ドラゴンの鱗で作った盾とか、ゲーム的で良さそうじゃない?


「牙か爪のどちらかと、少し鱗も欲しいですね。薬は作れないので骨は要りませんね。」


「牙と爪両方は欲しくないのか?」


「欲しいですけど、武器にするなら一番価値がありそうですからね。骨を全て譲っても、両方だと貰いすぎになりません?」


「エルフではドラゴンの牙や爪の武器への加工は難しくて出来ないからな。別に両方とも貰っても問題ないぞ。鱗や骨はその分こちらが多く貰うがな。」


ドラゴンさんから貰った報酬は、交渉は特に必要ないまま確保出来た。

やったぜ!

後はダンジョン内で獲得した魔石とか魔導書か……。

魔導書は怖いけど一応数冊は確保したいなぁ……。

日記を含む他の本は、どうするべきかな?

ぶっちゃけ1度読めば満足するだろうし、そもそも保存状態とか気にするのが面倒くさいから、エルフの国に図書館とかあるのなら寄贈したいわ。

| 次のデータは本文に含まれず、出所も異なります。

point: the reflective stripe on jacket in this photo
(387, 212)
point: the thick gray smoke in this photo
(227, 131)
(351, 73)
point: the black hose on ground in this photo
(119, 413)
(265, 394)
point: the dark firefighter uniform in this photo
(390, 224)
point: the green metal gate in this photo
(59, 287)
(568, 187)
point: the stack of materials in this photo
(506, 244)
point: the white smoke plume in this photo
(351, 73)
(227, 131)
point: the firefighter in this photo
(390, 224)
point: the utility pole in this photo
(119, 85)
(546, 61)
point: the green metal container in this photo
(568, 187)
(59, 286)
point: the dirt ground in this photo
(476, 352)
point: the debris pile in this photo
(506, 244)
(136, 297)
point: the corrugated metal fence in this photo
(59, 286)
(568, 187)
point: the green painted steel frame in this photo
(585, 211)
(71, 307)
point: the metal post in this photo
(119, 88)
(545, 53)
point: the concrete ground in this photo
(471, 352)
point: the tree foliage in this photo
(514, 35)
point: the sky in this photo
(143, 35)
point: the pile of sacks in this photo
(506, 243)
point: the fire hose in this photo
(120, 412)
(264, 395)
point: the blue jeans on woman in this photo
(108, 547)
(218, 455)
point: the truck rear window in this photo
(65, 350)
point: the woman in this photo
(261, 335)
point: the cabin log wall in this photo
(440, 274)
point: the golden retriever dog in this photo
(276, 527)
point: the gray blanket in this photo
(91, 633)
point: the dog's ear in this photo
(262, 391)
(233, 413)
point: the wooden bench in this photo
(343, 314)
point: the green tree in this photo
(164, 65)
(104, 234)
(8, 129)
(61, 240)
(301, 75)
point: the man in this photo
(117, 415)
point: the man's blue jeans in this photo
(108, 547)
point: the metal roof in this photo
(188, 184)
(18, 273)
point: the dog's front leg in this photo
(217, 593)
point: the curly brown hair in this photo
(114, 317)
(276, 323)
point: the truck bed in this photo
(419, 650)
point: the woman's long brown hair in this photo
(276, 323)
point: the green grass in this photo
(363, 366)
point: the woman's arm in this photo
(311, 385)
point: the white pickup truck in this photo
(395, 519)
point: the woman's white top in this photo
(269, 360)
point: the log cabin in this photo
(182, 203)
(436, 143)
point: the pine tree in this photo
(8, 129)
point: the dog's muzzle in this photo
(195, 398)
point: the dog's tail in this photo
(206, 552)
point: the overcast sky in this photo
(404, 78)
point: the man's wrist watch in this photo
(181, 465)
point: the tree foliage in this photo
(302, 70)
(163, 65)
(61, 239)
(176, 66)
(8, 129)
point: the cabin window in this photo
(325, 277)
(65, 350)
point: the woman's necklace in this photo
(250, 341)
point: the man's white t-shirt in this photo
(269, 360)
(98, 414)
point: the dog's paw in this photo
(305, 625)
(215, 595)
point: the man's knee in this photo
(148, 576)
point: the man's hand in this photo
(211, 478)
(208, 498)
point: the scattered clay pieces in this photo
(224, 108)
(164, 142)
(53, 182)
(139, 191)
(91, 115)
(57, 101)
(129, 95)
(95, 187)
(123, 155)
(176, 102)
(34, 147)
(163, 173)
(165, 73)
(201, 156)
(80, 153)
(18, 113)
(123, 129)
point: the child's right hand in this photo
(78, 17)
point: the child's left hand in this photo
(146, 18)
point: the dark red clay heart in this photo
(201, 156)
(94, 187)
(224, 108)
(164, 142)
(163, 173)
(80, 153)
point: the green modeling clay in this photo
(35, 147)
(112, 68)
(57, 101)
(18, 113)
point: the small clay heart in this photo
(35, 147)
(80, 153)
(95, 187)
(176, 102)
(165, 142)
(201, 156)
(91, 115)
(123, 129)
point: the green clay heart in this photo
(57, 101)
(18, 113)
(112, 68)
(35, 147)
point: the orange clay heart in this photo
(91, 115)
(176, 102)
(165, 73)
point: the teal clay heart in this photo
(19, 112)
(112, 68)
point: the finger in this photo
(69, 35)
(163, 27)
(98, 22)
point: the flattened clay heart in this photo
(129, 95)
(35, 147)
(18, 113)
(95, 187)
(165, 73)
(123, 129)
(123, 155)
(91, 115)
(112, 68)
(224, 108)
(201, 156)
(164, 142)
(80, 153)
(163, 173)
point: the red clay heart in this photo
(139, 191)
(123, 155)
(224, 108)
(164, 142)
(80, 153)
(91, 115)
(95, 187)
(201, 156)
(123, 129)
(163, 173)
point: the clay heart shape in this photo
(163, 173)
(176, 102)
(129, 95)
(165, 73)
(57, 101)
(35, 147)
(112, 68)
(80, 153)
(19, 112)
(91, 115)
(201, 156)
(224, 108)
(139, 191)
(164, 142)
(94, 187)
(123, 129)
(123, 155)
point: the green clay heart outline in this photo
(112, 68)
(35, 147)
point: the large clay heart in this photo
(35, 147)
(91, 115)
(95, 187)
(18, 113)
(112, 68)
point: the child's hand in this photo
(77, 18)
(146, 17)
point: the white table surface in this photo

まぁ、この辺はエルフの国に戻ってから考えればいいか。


……戻れるかな?

ドラゴンさんの襲来でうやむやになったけど、エルフの……え~と、どっかから出てきたときに囲まれてたじゃん?

入るときに今度は難癖付けてきたりしない?

大丈夫?

難癖付けられたら魔導書とか魔石を持ち逃げするんだい!

……それもありだな。


この場で牙と爪を1つづつ貰い、鱗は3枚受け取ってインベントリに収納した。

この鱗って、ドラゴンさん自身の鱗なのかクッソデカいんだよね。

インベントリにギリギリ入る直径だったわ。

これはいい盾になりそうだね。


「そういえば、移動は明日からですか?」


「そうだな。今日はゆっくり休んで、明日の朝から出発になると思う。」


「分かりました。」


それじゃあ、作りかけの剣を完成させようかな?

外国人が考えるジャパニーズKATANAを作るんだい!


刃物作りに対して異常に嗅覚が働くのか、エルフちゃんに後ろをついて来られながら、のんびりと広場の隅へと移動するのだった。